Née dans une famille profondément enracinée dans la musique, Aïssatou Dieng incarne une héritière déterminée à faire vivre l'héritage de son père, Safihou Dieng, ancien chef d'orchestre du groupe African Salsa de Pape Fall. Bien que sa carrière ait été brusquement interrompue par son décès en 2009, son influence sur ses enfants, en particulier sur Aïssatou, demeure inébranlable.

La musique est une affaire de famille chez les Dieng. Aïssatou est la sœur de Khady et Korka, qui sont également membres de l’orchestre Jigeen Ni. Elle reconnaît que c'est grâce à son père qu'elle a développé un amour inconditionnel pour la musique. «C'est lui qui nous a inculqué ce goût immodéré pour cet art,» affirme-t-elle. Pour elle, chaque note jouée est une manière de garder l’héritage du paternel vivant.

Son parcours vers la musique ne fut pas un choix délibéré, mais une sorte de destinée inévitable. Aïssatou confie: «Pour dire vrai, je n’ai pas choisi la musique. C’est plutôt la musique qui m’a choisie.» Malgré ses efforts pour échapper à cette voie, l'appel du sang, combiné à la passion transmise par son père, s'est révélé irrésistible. Encouragée par sa mère, qui a su convaincre son père réticent, Aïssatou s'est finalement lancée dans la musique, consciente des sacrifices que ce choix impliquait.

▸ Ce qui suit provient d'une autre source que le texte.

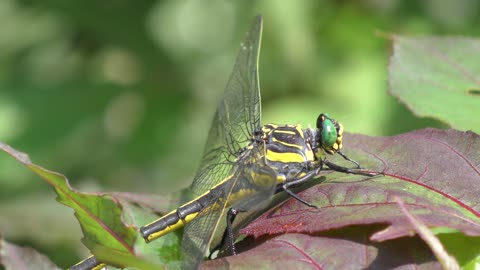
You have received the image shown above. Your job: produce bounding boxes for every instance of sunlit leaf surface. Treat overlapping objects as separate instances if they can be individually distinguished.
[389,35,480,133]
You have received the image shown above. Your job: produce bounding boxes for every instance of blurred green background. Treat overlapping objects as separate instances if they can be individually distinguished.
[0,0,478,268]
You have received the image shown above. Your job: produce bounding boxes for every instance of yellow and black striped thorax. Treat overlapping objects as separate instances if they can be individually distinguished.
[255,124,316,181]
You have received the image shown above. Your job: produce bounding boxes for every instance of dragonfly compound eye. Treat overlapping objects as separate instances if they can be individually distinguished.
[317,113,341,153]
[321,119,337,147]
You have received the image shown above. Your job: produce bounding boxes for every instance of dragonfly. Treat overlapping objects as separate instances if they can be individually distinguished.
[69,15,374,270]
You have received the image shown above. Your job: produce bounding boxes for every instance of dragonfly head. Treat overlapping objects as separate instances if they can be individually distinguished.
[316,113,343,155]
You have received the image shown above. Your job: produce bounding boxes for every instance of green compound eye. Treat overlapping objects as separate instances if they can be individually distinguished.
[317,113,341,150]
[321,117,337,148]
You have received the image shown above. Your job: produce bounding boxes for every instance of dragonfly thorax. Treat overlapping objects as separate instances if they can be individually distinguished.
[250,113,344,183]
[252,123,317,183]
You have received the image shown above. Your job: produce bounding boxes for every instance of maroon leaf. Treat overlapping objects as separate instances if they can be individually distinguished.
[242,129,480,242]
[394,197,459,269]
[203,228,441,270]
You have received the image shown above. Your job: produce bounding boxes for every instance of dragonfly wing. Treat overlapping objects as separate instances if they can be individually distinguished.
[191,16,263,195]
[233,143,278,211]
[181,165,240,270]
[182,143,277,269]
[220,15,263,150]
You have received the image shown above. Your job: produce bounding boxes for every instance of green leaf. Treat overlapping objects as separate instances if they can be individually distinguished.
[0,141,185,269]
[118,200,182,267]
[75,200,182,269]
[0,235,61,270]
[90,244,163,270]
[437,231,480,270]
[388,35,480,133]
[0,142,136,260]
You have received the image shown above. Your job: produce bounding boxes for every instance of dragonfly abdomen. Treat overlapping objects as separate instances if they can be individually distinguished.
[140,198,206,242]
[140,180,233,243]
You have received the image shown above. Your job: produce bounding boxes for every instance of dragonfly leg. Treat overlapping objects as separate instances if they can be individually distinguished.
[226,208,239,255]
[282,184,317,208]
[337,151,361,169]
[281,169,320,208]
[323,160,377,176]
[210,207,243,259]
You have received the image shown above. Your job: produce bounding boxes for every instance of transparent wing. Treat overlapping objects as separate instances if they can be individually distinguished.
[190,16,263,195]
[181,166,239,270]
[181,142,277,269]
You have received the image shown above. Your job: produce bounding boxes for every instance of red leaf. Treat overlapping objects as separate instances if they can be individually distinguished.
[242,129,480,242]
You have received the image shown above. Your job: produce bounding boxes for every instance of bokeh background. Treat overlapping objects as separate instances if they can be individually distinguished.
[0,0,478,268]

C’est en 2007 que sa passion pour la batterie s’est réellement manifestée, inspirée par un concert live des Scorpions et plus particulièrement par le batteur James Kottak. Malgré les réticences initiales de son père, Aïssatou a persisté, convaincue que cet instrument difficile mais fascinant était celui qui lui permettrait de s’épanouir pleinement en tant qu’artiste. «En moins d’une semaine, il m’a acheté mes premières baguettes et depuis lors, je les garde très précieusement,» se souvient-elle.

Quant à sa mère, elle a su inculquer à Aïssatou et à ses sœurs une discipline et une rigueur qui transcendent les genres. «Elle ne nous a pas élevées comme des filles, pas du tout. Elle nous a élevées comme des hommes,» dit-elle, reconnaissante de cette éducation qui l’a préparée à affronter un monde où les préjugés à l’encontre des musiciennes restent tenaces.

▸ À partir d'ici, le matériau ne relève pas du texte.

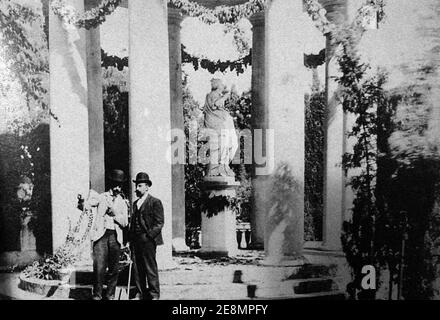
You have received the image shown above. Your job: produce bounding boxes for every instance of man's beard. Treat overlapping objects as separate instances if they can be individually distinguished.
[135,190,143,198]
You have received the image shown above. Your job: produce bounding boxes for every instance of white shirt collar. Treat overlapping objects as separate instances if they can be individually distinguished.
[136,192,149,210]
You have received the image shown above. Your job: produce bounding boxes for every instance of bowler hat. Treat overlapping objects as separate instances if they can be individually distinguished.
[133,172,152,187]
[107,169,126,183]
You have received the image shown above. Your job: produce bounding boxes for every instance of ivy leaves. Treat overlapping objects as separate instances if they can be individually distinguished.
[0,2,48,118]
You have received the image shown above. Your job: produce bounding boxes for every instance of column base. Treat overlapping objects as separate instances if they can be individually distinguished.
[172,237,189,253]
[0,251,41,268]
[260,254,308,267]
[247,242,264,250]
[157,248,177,271]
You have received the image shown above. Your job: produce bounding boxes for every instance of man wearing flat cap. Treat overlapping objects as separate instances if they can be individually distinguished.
[130,172,164,300]
[90,169,129,300]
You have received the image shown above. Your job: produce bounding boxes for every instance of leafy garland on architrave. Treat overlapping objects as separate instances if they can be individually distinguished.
[168,0,265,25]
[49,0,386,43]
[101,49,128,70]
[181,45,251,75]
[304,0,386,39]
[101,46,254,75]
[101,45,326,73]
[50,0,121,30]
[50,0,264,29]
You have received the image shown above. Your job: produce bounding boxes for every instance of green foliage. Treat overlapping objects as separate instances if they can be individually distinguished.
[267,162,301,229]
[305,90,325,241]
[23,205,94,280]
[22,248,75,281]
[0,1,48,115]
[337,28,391,299]
[0,3,51,254]
[338,21,440,300]
[103,85,129,193]
[200,193,237,218]
[384,85,440,300]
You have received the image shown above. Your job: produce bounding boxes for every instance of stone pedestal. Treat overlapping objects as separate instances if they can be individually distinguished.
[20,212,37,252]
[200,177,240,257]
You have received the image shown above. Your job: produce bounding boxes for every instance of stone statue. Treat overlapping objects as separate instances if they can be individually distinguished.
[202,78,239,178]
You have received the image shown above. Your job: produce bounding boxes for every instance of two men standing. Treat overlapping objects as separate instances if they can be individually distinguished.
[90,170,164,300]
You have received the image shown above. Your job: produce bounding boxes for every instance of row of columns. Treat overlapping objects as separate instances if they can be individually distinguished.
[49,0,352,266]
[250,0,354,254]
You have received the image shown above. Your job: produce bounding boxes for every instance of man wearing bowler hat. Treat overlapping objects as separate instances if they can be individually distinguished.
[90,169,129,300]
[130,172,164,300]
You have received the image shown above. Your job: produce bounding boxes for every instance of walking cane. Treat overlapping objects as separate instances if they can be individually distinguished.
[117,247,133,300]
[126,256,133,300]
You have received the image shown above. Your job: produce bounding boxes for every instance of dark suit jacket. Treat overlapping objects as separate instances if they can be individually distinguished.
[130,194,164,245]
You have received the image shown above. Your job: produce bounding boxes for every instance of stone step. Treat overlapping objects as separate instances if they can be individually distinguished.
[293,277,336,294]
[69,263,338,286]
[158,280,342,300]
[288,264,338,279]
[253,290,346,300]
[58,284,138,300]
[19,279,137,300]
[18,271,342,300]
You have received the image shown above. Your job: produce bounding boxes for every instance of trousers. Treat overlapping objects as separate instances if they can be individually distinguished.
[92,229,121,299]
[132,233,160,299]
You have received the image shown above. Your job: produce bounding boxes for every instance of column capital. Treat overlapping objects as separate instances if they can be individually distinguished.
[318,0,347,25]
[168,7,184,26]
[249,11,265,27]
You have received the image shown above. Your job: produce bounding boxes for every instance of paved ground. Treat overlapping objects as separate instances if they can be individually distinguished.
[0,250,345,300]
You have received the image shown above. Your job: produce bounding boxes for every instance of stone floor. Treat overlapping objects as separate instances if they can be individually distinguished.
[0,250,346,300]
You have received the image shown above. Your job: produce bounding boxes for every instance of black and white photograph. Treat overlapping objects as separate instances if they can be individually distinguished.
[0,0,439,307]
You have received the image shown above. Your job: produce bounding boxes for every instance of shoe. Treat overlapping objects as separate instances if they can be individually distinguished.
[92,296,102,301]
[132,293,142,300]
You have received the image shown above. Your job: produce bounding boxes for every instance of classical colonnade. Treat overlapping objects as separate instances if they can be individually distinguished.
[48,0,355,268]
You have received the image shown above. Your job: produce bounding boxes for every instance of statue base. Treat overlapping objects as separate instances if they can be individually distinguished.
[200,177,240,257]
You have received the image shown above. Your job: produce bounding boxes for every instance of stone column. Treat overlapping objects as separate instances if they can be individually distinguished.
[86,0,105,193]
[321,0,353,251]
[49,0,90,250]
[322,36,345,251]
[249,11,266,250]
[263,0,308,264]
[129,0,174,269]
[168,8,187,252]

Aïssatou est consciente des difficultés que rencontrent les femmes artistes, mais elle refuse de se laisser abattre. Pour elle, la clé du succès réside dans la persévérance, la passion et une éthique de travail irréprochable. «Il faut croire en soi et c’est le plus important,» insiste-t-elle. Elle défend l’idée que les femmes peuvent être leaders dans n'importe quel domaine, à condition d'avoir la détermination et l’amour de leur métier.

Son intégration à l'Orchestre Jigeen Ñi a marqué un tournant dans sa carrière. Fondé par Samba Diaité, le projet a rencontré un scepticisme initial, mais a finalement su gagner le respect et l’admiration. «Quand Samba parlait de son idée de mettre sur pied un orchestre composé à cent pour cent de femmes, tout le monde était sceptique,» se rappelle-t-elle. Cependant, grâce à la détermination de Samba et à l’engagement des membres, l’orchestre a prospéré et continue d’inspirer de nombreuses jeunes femmes.

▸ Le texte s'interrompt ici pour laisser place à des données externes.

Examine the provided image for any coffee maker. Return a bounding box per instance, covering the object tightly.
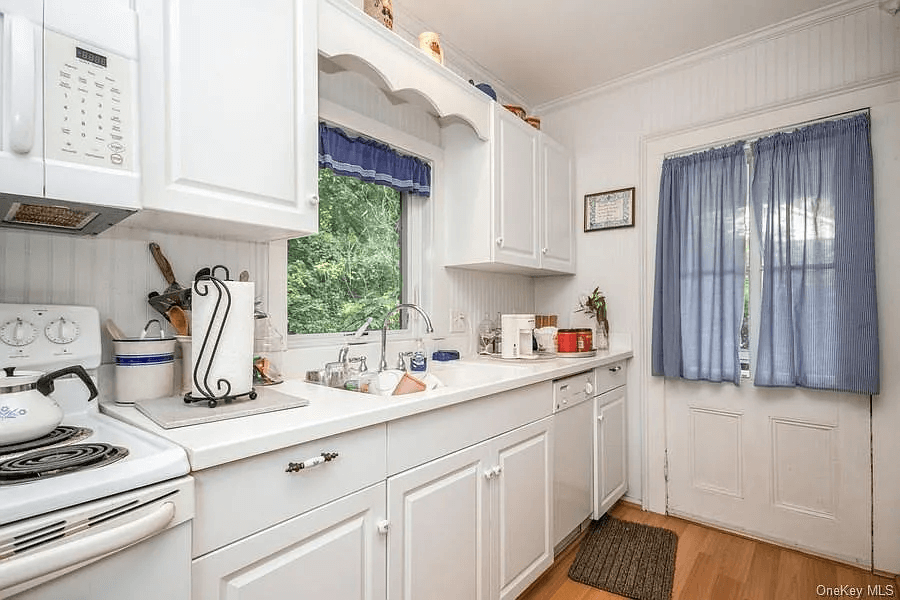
[500,314,535,358]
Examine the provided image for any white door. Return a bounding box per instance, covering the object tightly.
[136,0,318,238]
[492,417,553,600]
[493,108,539,268]
[0,1,43,198]
[594,388,627,517]
[387,442,492,600]
[540,137,574,273]
[666,382,871,566]
[192,483,387,600]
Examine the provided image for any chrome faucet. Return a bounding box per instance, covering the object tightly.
[378,303,434,372]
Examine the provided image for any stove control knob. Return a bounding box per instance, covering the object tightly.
[0,318,38,346]
[45,318,80,344]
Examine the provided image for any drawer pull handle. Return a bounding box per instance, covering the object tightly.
[286,452,339,473]
[608,366,622,373]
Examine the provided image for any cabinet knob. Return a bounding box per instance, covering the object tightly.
[495,237,504,247]
[597,414,604,422]
[377,520,390,535]
[584,382,594,395]
[494,465,503,477]
[309,194,319,206]
[609,366,622,373]
[542,247,548,254]
[484,469,495,480]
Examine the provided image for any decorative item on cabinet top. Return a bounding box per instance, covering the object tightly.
[503,104,527,119]
[418,31,444,65]
[468,80,497,101]
[363,0,393,29]
[584,187,635,232]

Elle encourage les jeunes filles qui rêvent de suivre ses pas à faire preuve de patience, d'humilité, et à ne jamais cesser d’apprendre. «Il est demandé deux fois plus d’efforts et de compétence à la femme,» affirme-t-elle, consciente des défis mais également des opportunités qui se présentent à celles qui osent croire en elles.